# Machining square holes in a lathe



## woodfarmer (4 Nov 2019)

Working on my latest product I needed to machine a square (oblong) hole to make a frame. My trusty Holbrook did not let me down


----------



## novocaine (5 Nov 2019)

top one's the wrong way round.  
nice job. 

no other tool in a machine shop is as versatile as a lathe. everything else does a one or a few jobs, the lathe does them all. 
it's also the only tool in a machine shop that can build a version of itself with no other tools (excluding the nut behind the handwheel). 
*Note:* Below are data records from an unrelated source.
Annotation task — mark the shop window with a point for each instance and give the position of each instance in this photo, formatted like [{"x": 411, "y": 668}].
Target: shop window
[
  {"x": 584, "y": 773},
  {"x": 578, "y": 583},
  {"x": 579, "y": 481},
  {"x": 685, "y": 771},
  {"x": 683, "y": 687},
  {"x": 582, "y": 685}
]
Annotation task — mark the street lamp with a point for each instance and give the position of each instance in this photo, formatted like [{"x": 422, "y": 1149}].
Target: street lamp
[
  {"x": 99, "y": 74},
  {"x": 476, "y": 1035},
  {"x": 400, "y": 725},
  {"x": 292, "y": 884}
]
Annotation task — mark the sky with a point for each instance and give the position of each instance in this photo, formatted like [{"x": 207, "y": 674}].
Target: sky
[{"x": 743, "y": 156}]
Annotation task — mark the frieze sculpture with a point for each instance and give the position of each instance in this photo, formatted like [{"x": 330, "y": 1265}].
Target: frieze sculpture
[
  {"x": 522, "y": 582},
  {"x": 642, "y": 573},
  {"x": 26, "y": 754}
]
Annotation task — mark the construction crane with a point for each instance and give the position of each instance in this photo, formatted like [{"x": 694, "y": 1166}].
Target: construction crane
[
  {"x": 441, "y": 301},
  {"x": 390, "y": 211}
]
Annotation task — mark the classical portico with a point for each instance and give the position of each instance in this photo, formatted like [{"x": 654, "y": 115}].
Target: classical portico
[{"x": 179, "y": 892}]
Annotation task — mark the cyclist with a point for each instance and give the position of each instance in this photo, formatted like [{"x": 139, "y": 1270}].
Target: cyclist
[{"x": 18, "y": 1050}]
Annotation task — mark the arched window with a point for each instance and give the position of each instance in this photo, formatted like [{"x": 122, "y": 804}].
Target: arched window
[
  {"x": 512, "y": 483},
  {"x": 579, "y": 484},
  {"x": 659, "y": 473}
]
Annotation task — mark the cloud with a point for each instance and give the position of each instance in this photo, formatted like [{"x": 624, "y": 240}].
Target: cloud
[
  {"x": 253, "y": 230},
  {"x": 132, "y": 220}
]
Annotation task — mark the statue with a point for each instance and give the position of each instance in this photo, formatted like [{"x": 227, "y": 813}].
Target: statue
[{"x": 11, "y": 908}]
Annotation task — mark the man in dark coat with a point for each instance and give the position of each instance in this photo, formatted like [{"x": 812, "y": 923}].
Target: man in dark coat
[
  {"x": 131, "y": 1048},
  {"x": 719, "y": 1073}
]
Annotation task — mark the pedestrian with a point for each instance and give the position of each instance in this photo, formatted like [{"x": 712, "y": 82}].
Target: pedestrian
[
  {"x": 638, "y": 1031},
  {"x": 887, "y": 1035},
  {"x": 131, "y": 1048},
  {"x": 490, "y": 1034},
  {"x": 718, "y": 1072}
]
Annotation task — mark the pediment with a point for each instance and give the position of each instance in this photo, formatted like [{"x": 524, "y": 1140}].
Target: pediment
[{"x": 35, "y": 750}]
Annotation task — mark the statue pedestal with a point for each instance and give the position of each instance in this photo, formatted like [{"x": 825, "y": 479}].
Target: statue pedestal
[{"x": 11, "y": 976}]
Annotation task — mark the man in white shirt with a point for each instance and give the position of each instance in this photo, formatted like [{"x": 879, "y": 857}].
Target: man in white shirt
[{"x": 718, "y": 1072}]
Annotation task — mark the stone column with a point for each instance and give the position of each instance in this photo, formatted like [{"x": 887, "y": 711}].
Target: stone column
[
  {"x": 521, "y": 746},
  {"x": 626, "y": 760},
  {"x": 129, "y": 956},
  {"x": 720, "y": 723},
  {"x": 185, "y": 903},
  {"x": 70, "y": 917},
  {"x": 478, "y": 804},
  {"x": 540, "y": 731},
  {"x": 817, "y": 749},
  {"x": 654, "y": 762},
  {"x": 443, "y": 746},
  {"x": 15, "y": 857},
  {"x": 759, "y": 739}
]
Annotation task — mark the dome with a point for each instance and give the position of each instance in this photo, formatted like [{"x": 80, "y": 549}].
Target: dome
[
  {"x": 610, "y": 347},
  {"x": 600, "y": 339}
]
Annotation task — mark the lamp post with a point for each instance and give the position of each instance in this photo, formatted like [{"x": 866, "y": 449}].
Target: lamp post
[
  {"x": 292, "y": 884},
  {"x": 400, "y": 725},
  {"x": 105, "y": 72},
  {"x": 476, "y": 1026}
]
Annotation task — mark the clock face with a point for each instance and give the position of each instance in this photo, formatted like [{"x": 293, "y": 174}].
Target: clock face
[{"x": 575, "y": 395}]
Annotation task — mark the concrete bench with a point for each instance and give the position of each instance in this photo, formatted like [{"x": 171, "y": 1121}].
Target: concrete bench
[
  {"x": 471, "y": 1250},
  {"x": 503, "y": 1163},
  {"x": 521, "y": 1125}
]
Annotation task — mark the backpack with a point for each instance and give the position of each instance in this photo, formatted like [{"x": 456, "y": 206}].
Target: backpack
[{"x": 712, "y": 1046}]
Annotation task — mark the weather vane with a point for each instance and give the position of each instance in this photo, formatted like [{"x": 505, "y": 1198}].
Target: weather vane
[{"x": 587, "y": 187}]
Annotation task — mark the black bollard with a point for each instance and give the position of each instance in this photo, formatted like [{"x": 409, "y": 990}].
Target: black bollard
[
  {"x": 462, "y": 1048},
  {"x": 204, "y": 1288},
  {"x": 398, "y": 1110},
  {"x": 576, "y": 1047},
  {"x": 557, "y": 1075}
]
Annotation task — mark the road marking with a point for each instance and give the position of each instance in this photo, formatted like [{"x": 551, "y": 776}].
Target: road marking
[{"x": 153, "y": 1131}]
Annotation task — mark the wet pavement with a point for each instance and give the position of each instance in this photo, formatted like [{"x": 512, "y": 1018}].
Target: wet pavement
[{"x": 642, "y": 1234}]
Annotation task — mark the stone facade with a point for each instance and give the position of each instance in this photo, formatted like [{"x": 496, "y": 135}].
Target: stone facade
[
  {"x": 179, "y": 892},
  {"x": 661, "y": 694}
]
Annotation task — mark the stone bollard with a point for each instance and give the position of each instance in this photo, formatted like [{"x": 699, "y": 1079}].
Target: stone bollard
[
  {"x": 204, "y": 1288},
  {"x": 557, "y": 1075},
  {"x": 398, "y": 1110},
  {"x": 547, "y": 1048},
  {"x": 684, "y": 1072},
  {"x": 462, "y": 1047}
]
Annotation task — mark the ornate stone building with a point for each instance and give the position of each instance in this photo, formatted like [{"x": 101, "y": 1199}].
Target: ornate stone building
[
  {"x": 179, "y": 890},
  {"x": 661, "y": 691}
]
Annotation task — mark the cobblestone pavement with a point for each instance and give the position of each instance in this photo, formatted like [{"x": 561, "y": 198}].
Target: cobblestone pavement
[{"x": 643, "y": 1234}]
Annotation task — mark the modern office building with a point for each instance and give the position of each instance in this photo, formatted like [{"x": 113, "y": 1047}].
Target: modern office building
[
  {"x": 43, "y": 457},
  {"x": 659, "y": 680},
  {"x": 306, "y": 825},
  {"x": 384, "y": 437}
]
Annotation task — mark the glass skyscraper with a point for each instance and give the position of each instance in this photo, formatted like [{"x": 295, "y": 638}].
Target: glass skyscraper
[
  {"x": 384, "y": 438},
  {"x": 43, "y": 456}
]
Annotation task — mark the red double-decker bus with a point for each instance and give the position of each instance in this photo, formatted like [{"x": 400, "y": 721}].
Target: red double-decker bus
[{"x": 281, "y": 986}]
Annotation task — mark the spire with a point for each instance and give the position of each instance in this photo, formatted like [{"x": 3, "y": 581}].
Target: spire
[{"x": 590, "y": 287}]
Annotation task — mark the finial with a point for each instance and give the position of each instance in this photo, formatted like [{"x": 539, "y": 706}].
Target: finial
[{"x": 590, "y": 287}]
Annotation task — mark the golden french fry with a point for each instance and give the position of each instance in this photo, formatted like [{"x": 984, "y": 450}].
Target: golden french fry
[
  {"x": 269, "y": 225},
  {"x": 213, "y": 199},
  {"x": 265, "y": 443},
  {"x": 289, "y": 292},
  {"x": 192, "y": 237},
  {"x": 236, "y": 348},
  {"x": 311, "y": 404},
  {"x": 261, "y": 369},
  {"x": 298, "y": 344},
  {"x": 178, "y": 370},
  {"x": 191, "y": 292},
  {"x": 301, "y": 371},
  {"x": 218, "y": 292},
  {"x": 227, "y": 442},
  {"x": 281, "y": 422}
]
Next year, new roof on the workshop then I'm hiring a van at last and going to collect my lathe.


----------



## Bod (12 Nov 2019)

Alright, I'll ask...
How was it done?

Bod


----------



## woodfarmer (15 Nov 2019)

Ok I admit it, I did use a saw to cut it from the round bar that was hollowed out.













Hope this makes it clear


----------



## Bod (16 Nov 2019)

Thanks.
It's simple when you know how!
You had me puzzled, I was expecting vary special cutters.

Bod


----------



## AndyT (16 Nov 2019)

Nice one!

There's a similar trick you can do with a bit of thick leather - you fold it in two, clamp it between two bits of wood, then drill down through the fold. Open it out, you've drilled a square hole.


----------



## woodfarmer (19 Nov 2019)

Bod":2lpyb6mj said:


> Thanks.
> It's simple when you know how!
> You had me puzzled, I was expecting vary special cutters.
> 
> Bod



It took me a while to figure it out. Ideally I should have had a milling machine. Or maybe forged it, but I didn't trust my heat treating skills for this as strength is critical. Also can't weld anymore so this seemed the only (but tedious) option. Notice that the round bit at the end has a stepped recess inside. This is for an endcap to fit into so I have frame in the middle.


----------